Angry Qld public servants protest job cuts, MPs pays

IT'S been roughly a year since thousands of dissatisfied public servants flocked to Queensland Parliament to protest against the Newman Government's job and service cuts.

And judging by a similar rally in the same place on Tuesday night, it appears things have not yet changed.

While protestors were generally motivated by the same reason, Tuesday's rally included strong condemnation of a hefty pay rise for Queensland MPs, which was said to be unfair compared to the 2.2% offered to public servants.

More than 1000 people chanted "we will be sacking Campbell Newman in two years" as video messages played before the vocal crowd.

The video included clips from sacked and concerned government workers and a historical, pre-election clip from Premier Newman.

The crowd laughed as Mr Newman spoke of no forced redundancies and union members having the "support unit to get the job done".

Child safety staffer Jo O'Shanesy told the sign-wielding crowd staff reductions would mean slower responses for children.

"Front-line workers, support workers are not being back-filled and they have been sacked," she said.

The space outside Queensland Parliament has become the stomping ground for displeased workers since the LNP's election last year with union and interest groups taking part in countless protests.

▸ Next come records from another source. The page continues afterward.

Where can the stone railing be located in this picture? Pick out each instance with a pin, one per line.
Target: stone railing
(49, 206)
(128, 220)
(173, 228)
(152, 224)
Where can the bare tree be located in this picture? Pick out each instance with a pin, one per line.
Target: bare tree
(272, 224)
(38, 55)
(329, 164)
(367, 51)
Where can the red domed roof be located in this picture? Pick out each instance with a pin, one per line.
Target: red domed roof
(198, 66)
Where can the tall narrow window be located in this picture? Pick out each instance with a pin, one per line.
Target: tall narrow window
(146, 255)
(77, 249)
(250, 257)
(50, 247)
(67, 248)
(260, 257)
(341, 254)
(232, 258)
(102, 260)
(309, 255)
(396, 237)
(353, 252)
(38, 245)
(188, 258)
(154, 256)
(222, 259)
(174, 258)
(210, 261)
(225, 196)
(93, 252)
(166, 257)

Together union president Vivienne Doogan said an "awful lot" had happened since last year's twilight rally.

"We are now stronger then ever and angrier than ever," she said.

Ms Doogan took a swipe at legislation introduced into Parliament only hours prior to deal with a 42% pay rise for MPs.

The increase came after Crown Law revealed a pay freeze on members' wages in 2009 was unlawful.

In the past Queensland MPs' salaries was $500 less than their House of Representatives counterparts.

But the new legislation will sever that link and make way for an independent remuneration tribunal to set MPs salaries.

The tribunal has until October to make a determination on office bearer salaries, which are backdated to July 1.